To evaluate whether a continuation strategy vs a discontinuation strategy of RASIs before major noncardiac surgery results in decreased complications at 28 days after surgery. Design, Setting, and

Participants:

Randomized clinical trial that included patients who were being treated with a RASI for at least 3 months and were scheduled to undergo a major noncardiac surgery between January 2018 and April 2023 at 40 hospitals in France. Intervention Patients were randomized to continue use of RASIs (n = 1107) until the day of surgery or to discontinue use of RASIs 48 hours prior to surgery (ie, they would take the last dose 3 days before surgery) (n = 1115). Main Outcomes and

Measures:

The primary outcome was a composite of all-cause mortality and major postoperative complications within 28 days after surgery. The key secondary outcomes were episodes of hypotension during surgery, acute kidney injury, postoperative organ failure, and length of stay in the hospital and intensive care unit during the 28 days after surgery.

Results:

Of the 2222 patients (mean age, 67 years [SD, 10 years]; 65% were male), 46% were being treated with angiotensin-converting enzyme inhibitors at baseline and 54% were being treated with angiotensin receptor blockers.

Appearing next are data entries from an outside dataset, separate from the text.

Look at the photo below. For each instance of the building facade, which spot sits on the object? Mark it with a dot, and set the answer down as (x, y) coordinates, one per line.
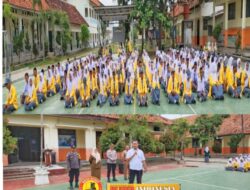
(232, 125)
(24, 18)
(232, 15)
(86, 9)
(60, 132)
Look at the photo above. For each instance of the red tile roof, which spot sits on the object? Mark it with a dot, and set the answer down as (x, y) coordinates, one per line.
(230, 125)
(26, 4)
(233, 125)
(74, 16)
(96, 2)
(114, 117)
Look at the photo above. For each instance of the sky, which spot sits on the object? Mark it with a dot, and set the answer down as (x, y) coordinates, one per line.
(108, 2)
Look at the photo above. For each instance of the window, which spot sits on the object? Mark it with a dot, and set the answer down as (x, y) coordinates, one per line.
(231, 11)
(205, 23)
(195, 143)
(66, 137)
(86, 12)
(247, 8)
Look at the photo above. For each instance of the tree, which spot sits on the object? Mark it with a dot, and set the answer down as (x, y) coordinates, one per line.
(85, 34)
(103, 30)
(9, 16)
(160, 16)
(180, 129)
(127, 129)
(169, 140)
(27, 42)
(238, 42)
(18, 44)
(9, 142)
(217, 32)
(143, 13)
(205, 127)
(235, 141)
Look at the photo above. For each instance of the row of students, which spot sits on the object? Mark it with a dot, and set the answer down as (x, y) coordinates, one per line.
(179, 74)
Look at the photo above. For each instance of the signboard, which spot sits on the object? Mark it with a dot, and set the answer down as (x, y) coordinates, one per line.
(143, 186)
(118, 34)
(90, 183)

The rate of all-cause mortality and major postoperative complications was 22% (245 of 1115 patients) in the RASI discontinuation group and 22% (247 of 1107 patients) in the RASI continuation group (risk ratio, 1.02 [95% CI, 0.87-1.19]; P = .85). Episodes of hypotension during surgery occurred in 41% of the patients in the RASI discontinuation group and in 54% of the patients in the RASI continuation group (risk ratio, 1.31 [95% CI, 1.19-1.44]). There were no other differences in the trial outcomes. Conclusions and Relevance Among patients who underwent major noncardiac surgery, a continuation strategy of RASIs before surgery was not associated with a higher rate of postoperative complications than a discontinuation strategy. Trial Registration ClinicalTrials.gov Identifier NCT03374449.